Merton wrote nearly ALL of his mature poetry in this verse approach, and it seems to work well enough here.

I do have a nagging doubt that this works only for a fairly narrow sort of piece. I cherish a kind of Neo-Classical notion that some verse forms suit certain themes and intentions better than others. Specifically, that this works here because it is primarily a "nature poem" with mystic overtones.

Through much of the rest of his life, Merton wrote many pieces primarily inspired by his travels and his social concerns. On the whole they are much less convincing artistically. The same type of verse sounds flat and prosey, even with a passionately felt topic, without the sinews of nature and primitive Faith to bind it together.

Another illustration that Form must match Content?

Advent

Charm with your stainlessness these winter nights,
Skies, and be perfect!

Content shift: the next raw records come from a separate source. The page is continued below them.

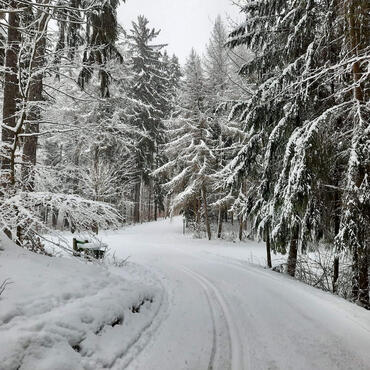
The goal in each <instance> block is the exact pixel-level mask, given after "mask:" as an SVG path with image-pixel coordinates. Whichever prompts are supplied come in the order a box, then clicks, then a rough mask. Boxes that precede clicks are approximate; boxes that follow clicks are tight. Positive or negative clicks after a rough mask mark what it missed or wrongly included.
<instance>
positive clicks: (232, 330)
mask: <svg viewBox="0 0 370 370" xmlns="http://www.w3.org/2000/svg"><path fill="white" fill-rule="evenodd" d="M184 271H185V272H187V273H188V274H189V275H191V276H192V277H193V278H194V279H196V280H197V281H198V282H199V283H200V285H201V286H202V287H203V289H205V290H206V291H208V294H209V292H210V291H211V292H213V294H214V296H215V299H216V302H217V303H218V305H219V306H220V308H221V311H222V315H223V317H224V318H225V324H226V327H227V331H228V337H229V348H230V356H231V359H230V367H231V369H233V370H234V369H244V364H243V348H242V345H241V343H242V342H241V340H240V335H239V332H238V329H237V327H236V325H235V322H234V320H233V316H232V314H231V312H230V308H229V304H228V303H227V302H226V300H225V298H224V297H223V295H222V294H221V293H220V291H219V289H218V288H217V287H216V286H215V285H214V284H213V283H212V282H211V281H210V280H209V279H208V278H206V277H205V276H204V275H201V274H199V273H198V272H195V271H193V270H191V269H189V268H184ZM214 330H215V328H214ZM208 369H213V367H211V368H208Z"/></svg>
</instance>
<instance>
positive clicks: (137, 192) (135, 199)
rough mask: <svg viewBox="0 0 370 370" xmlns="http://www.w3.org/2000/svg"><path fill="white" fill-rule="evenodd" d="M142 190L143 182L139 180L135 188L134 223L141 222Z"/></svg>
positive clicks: (135, 184) (134, 197) (134, 203)
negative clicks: (140, 220) (140, 182)
mask: <svg viewBox="0 0 370 370" xmlns="http://www.w3.org/2000/svg"><path fill="white" fill-rule="evenodd" d="M140 190H141V184H140V182H137V183H136V184H135V190H134V223H139V222H140Z"/></svg>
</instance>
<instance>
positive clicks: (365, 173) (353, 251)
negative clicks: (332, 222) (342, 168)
mask: <svg viewBox="0 0 370 370" xmlns="http://www.w3.org/2000/svg"><path fill="white" fill-rule="evenodd" d="M344 6H345V7H347V9H345V11H346V12H345V14H346V16H347V22H348V25H349V32H348V34H347V35H346V36H347V43H348V47H349V50H351V52H352V55H353V56H354V57H357V56H359V55H360V54H361V53H362V52H363V51H364V50H365V49H366V48H367V47H368V40H369V38H368V32H369V31H368V29H366V27H364V26H363V22H364V19H367V18H366V17H367V14H368V1H366V0H362V1H361V0H352V1H346V2H344ZM352 74H353V81H354V82H355V83H356V84H355V87H354V91H353V95H354V99H355V100H356V101H357V103H358V104H359V105H360V104H365V103H366V100H367V99H366V98H365V94H364V91H365V81H363V82H362V83H359V82H360V80H361V78H362V75H363V71H362V69H361V65H360V62H359V61H355V62H354V63H353V66H352ZM363 125H364V123H360V122H358V121H357V120H355V123H354V129H353V131H354V132H355V133H356V132H357V131H358V130H360V132H364V131H365V130H366V126H365V127H362V126H363ZM364 140H366V139H365V137H364ZM360 150H361V149H360ZM362 150H363V155H364V156H365V158H366V154H367V153H366V150H365V149H362ZM356 166H357V168H356V171H352V179H351V180H352V182H353V183H355V184H356V188H357V189H360V188H361V186H362V184H363V183H364V181H365V176H366V175H367V173H368V172H369V168H368V165H367V164H366V160H362V161H360V162H359V163H357V165H356ZM349 203H350V202H349ZM354 203H355V204H356V206H357V207H356V208H357V209H356V210H352V212H353V213H355V212H357V211H358V209H360V212H361V213H362V215H361V216H362V217H361V218H360V219H363V220H366V219H368V215H369V207H366V206H364V205H361V204H360V202H359V201H358V200H357V199H355V200H354ZM355 238H356V239H357V243H356V244H357V245H356V246H355V247H354V250H353V269H354V278H353V287H352V292H353V295H354V298H355V300H356V302H357V303H358V304H360V305H361V306H364V307H366V308H370V300H369V275H368V271H369V261H368V249H369V245H368V243H369V241H368V240H369V231H368V228H367V225H360V224H359V225H357V229H356V235H355Z"/></svg>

Fly vivider in the fiery dark, you quiet meteors,
And disappear.
You moon, be slow to go down,
This is your full!

The four white roads make off in silence
Towards the four parts of the starry universe.
Time falls like manna at the corners of the wintry earth.
We have become more humble than the rocks,
More wakeful than the patient hills.

Charm with your stainlessness these nights in Advent, holy spheres,
While minds, as meek as beasts,
Stay close at home in the sweet hay;
And intellects are quieter than the flocks that feed by starlight.

Oh pour your darkness and your brightness over all our solemn valleys,
You skies: and travel like the gentle Virgin,
Toward the planets' stately setting,

Oh white full moon as quiet as Bethlehem!

Tuesday, September 19, 2006

For His Holiness, Benedict XVI

Rahab's House
(1946)


Now the lean children of the God of armies
(Their feet command the quaking earth)
Rise in the desert, and divide old Jordan
To crown this city with a ring of drums.
(But see this signal, like a crimson scar
Bleeding on Rahab's window-sill,
Spelling her safety with the red of our Redemption.)

The trumpets scare the valley with their sudden anger,
And thunderheads lean down to understand the nodding ark,
While Joshua's friend, the frowning sun,
Rises to burn the drunken houses with his look.
(But far more red upon the wall
Is Rahab's rescue than his scarlet threat.)

The clarions bind the bastions with their silver treble,
Shiver the city with their golden shout:
(Wells dry up, and stars fly back,
The eyes of Jericho go out,)
The drums around the reeling ark
Shatter the ramparts with a ring of thunder.

The kings that sat
On gilded chairs,
The princes and the great
Are dead.
Only a harlot and her fearful kindred
Fly like sparrows from that sudden grin of fire.

It is the flowers that will one day rise from Rahab's earth,
That have redeemed them from the hell of Jericho.

A rod will grow
From Jesse's tree,
Among her sons, the lords of Bethlehem,
And flower into Paradise.

Look at the gentle irises admiring one another by the water,
Under the leafy shadows of the Virgin's mercy,
And all the primroses and laughing flags
Bowing before Our Lady Mary in the Eden of her intercession,
And praising her, because they see the generations
Fly like a hundred thousand swallows into heaven,
Out of the jaws of Jericho,
Because it was the Son of God
Whose crimson signal wounded Rahab's wall,
Uttered our rescue in a figure of His Blood.